Execution time mean : 1.134016 sec
Execution time std-deviation : 2.353265 ms
Execution time lower quantile : 1.131937 sec ( 2.5%)
Execution time upper quantile : 1.137771 sec (97.5%)
Overhead used : 1.615899 ns
Found 1 outliers in 6 samples (16.6667 %)
low-severe 1 (16.6667 %)
Variance from outliers : 13.8889 % Variance is moderately inflated by outliers
Evaluation count : 6 in 6 samples of 1 calls.
Execution time mean : 563.778952 ms
Execution time std-deviation : 5.969011 ms
Execution time lower quantile : 556.665642 ms ( 2.5%)
Execution time upper quantile : 571.156962 ms (97.5%)
Overhead used : 1.615899 ns
Evaluation count : 6 in 6 samples of 1 calls.
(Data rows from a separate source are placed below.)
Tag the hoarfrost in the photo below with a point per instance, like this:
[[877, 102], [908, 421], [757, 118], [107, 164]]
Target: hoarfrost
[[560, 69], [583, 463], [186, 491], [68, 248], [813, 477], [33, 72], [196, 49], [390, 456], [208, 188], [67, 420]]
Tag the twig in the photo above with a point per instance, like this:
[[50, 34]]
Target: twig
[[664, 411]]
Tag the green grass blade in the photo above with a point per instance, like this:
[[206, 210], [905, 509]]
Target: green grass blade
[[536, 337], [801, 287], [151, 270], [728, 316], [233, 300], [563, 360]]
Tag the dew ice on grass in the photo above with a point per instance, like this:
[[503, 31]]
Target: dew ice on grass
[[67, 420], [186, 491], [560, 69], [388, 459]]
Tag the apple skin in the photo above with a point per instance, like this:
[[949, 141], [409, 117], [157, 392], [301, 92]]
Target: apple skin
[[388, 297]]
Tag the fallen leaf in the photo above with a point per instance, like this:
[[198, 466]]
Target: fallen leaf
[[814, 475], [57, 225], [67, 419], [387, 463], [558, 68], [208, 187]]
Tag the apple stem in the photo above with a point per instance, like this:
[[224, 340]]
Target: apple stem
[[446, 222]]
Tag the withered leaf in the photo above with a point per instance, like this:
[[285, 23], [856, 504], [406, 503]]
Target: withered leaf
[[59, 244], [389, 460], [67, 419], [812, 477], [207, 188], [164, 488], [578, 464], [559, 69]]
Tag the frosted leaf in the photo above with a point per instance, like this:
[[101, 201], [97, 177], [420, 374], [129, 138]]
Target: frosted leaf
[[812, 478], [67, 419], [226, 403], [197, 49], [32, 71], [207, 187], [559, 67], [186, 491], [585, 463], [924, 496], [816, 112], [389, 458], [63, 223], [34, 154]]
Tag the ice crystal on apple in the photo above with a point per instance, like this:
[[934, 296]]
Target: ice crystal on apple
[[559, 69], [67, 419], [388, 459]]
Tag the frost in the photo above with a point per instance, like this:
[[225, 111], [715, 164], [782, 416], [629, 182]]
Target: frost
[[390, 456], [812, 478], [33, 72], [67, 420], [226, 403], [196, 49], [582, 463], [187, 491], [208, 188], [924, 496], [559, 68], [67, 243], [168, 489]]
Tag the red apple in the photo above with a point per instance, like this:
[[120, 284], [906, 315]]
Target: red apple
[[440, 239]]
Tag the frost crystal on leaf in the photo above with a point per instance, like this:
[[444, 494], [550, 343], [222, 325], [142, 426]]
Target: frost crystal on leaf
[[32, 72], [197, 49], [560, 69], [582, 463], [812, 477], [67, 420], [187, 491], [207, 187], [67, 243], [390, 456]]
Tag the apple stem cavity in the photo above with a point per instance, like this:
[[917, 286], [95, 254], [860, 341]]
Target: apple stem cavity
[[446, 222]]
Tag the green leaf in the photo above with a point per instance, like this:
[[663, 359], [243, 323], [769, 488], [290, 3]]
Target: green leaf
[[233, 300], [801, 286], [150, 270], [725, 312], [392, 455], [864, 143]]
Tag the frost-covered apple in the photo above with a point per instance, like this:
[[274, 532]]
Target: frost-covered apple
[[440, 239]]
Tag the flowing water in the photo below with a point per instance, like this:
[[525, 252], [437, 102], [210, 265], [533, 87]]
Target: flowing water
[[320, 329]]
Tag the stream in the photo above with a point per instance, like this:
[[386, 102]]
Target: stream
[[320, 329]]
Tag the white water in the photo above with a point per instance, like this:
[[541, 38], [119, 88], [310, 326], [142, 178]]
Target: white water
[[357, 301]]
Execution time mean : 333.379145 ms
Execution time std-deviation : 5.313118 ms
Execution time lower quantile : 326.231790 ms ( 2.5%)
Execution time upper quantile : 338.363465 ms (97.5%)
Overhead used : 1.615899 ns
***Time output***
**************
Before core.reducers
"Elapsed time: 1287.138953 msecs"
-----------------
After switching empty?
"Elapsed time: 589.396999 msecs"
-----------------
After core.reducers
"Elapsed time: 391.387908 msecs"
**************
Listing 25 - Criterium and time benchmarking output
As mentioned before, tool used for benchmarking in this project is Criterium. It's very easy to use and provides a lot of valuable information. Here is the example of Criterium usage in this project:
;;enable criterium in namspace
(:require [criterium.core :refer :all])
;;example of usage in algorithms-benchmark.clj
(defn benchmark-recommender
[]
(let [data (load-data-from-file "test\\resource\\testBookDataSet.csv")
refBook (first data)]
(quick-bench (recommend-books refBook 10 data))
(quick-bench (recommend-books-r refBook 10 data))))
Listing 26 - Criterium usage example
Note that not all of the presented changes provide significant efficiency improvement with small amount of data, but since in this project we're dealing with huge amount of data, they actually were very successful.
The algorithm is providing reasonable and pretty good recommendations, but still is very open for possible improvements. For example:
- Considering one or more additional attributes as a recommendation parameters, which should make recommendations more precise.
- Provide additional ponders to book attributes (in addition to tf/idf) in order to make some attributes to contribute more (or less) to similarity score.
- Introduce more techniques for boosting efficiency, like chuned seq
Regarding Clojure development, it could be a good decision for writing these kind of applications because of its powerful and yet very user-friendly functional machinery. Also development is less verbose and much faster then it was when writing Java version of algorithm. On the other hand, one of the biggest aggravating circumstances was finding answer for some question which is mostly because the Clojure community is still growing.